Wakil Presiden RI Ma’ruf Amin membuka opsi pulau Galang yang terletak di Kota Batam sebagai tempat penampungan pengungsi Rohingya.
Hal ini menyusul penolakan masyarakat di sejumlah wilayah di Sumatera terkait kedatangan pengungsi Rohingya beberapa waktu lalu, di antaranya penolakan yang terjadi di Aceh.
“Penempatannya di mana? Dulu kita punya Pulau Galang, nanti kita bicarakan lagi apa akan seperti itu,” ujar Ma’ruf Amin dikutip dari unggahan youtube Wakil Presiden Indonesia.
Wapres Maruf Amin mengatakan kedatangan pengungsi Rohingya yang mendapatkan penolakan dari masyarakat di Aceh, Riau, dan Medan merupakan permasalahan kemanusiaan yang harus ditanggulangi bersama antar-pemangku kepentingan.
Pemerintah Indonesia yang diwakili Menkopolhukam Mahfud MD juga sudah melakukan rapat pembahasan solusi tersebut dengan Komisariat Tinggi PBB urusan Pengungsi (UNHCR) yang memiliki tanggung jawab atas masalah pengungsian.
“Selama ini kan tidak mungkin kita menolak, tetapi juga tentu kita mengantisipasi jangan sampai ada penolakan dari masyarakat, juga bagaimana supaya mengantisipasi jangan sampai terus semuanya lari ke Indonesia. Itu jadi beban,” katanya.
Ma’ruf yang baru saja kembali dari kunjungan kerja ke Yunani pada pekan lalu, menyebut kehadiran pengungsi Rohingya juga menjadi masalah serupa di sejumlah negara.
“Sebenarnya bukan hanya ke sini, kemarin saat berkunjung ke Yunani. Yunani menghadapi juga situasi serupa, ke Eropa itu masuk ke Yunani juga.
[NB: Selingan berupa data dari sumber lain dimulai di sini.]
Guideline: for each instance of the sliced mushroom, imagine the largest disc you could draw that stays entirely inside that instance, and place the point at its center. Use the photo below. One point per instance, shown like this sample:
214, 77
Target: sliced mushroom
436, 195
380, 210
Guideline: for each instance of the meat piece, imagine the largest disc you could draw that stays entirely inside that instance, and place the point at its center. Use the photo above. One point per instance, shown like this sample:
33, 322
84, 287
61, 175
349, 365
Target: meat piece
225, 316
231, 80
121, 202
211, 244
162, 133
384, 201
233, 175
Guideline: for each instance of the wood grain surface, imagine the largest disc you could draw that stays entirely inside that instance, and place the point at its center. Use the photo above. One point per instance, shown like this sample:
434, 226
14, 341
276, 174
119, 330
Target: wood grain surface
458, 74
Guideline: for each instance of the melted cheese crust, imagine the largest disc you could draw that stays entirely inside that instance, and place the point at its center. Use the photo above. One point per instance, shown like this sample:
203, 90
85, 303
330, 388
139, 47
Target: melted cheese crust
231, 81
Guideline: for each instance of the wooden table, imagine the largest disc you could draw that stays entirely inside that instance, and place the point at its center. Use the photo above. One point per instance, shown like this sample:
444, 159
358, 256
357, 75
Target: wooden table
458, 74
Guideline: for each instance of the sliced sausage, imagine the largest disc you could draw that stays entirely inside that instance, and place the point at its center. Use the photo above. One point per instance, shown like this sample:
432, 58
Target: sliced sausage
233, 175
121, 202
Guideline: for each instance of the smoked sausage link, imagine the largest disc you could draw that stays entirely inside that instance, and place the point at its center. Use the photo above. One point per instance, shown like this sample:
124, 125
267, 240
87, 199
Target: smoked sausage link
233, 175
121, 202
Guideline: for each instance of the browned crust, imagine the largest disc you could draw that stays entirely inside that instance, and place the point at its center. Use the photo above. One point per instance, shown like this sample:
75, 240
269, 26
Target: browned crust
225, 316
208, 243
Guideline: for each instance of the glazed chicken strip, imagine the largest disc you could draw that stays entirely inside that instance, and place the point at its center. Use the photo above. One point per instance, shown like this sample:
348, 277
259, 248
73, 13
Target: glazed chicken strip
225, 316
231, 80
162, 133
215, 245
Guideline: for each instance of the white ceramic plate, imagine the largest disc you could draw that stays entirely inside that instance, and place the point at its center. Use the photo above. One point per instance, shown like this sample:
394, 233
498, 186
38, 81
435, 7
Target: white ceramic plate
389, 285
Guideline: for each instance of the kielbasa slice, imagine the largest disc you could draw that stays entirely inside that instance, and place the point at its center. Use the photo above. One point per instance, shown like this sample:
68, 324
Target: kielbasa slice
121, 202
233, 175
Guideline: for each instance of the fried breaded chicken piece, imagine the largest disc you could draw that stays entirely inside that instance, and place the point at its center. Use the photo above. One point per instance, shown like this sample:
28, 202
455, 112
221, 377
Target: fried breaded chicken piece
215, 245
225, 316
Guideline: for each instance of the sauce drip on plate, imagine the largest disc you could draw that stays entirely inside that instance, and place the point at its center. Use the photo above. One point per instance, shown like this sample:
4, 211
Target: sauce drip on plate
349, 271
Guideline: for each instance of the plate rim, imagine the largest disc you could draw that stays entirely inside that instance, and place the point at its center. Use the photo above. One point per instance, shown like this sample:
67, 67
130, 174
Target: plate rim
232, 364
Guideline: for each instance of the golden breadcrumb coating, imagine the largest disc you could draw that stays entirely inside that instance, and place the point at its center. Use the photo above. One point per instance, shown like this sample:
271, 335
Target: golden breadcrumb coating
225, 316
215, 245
Mereka seperti kita menghadapi kesulitan, tapi bagaimanapun juga ini masalah kemanusiaan yang harus ditanggulangi,” katanya.
Dalam pernyataannya, UNHCR menghitung ada 3.705 orang Rohingya yang melakukan perjalanan laut sepanjang tahun 2022, yang merupakan jumlah terbanyak sejak tahun 2015.
Kemenkopolhukam RI melaporkan sebanyak 1.487 pengungsi etnis minoritas dari Myanmar itu berkumpul di Indonesia per Senin (4/12).
Sementara itu Menteri Koordinator Bidang Politik, Hukum dan Keamanan (Menkopolhukam) Mahfud Md memastikan pulau Galang tidak akan menjadi tempat pengungsi Rohingya.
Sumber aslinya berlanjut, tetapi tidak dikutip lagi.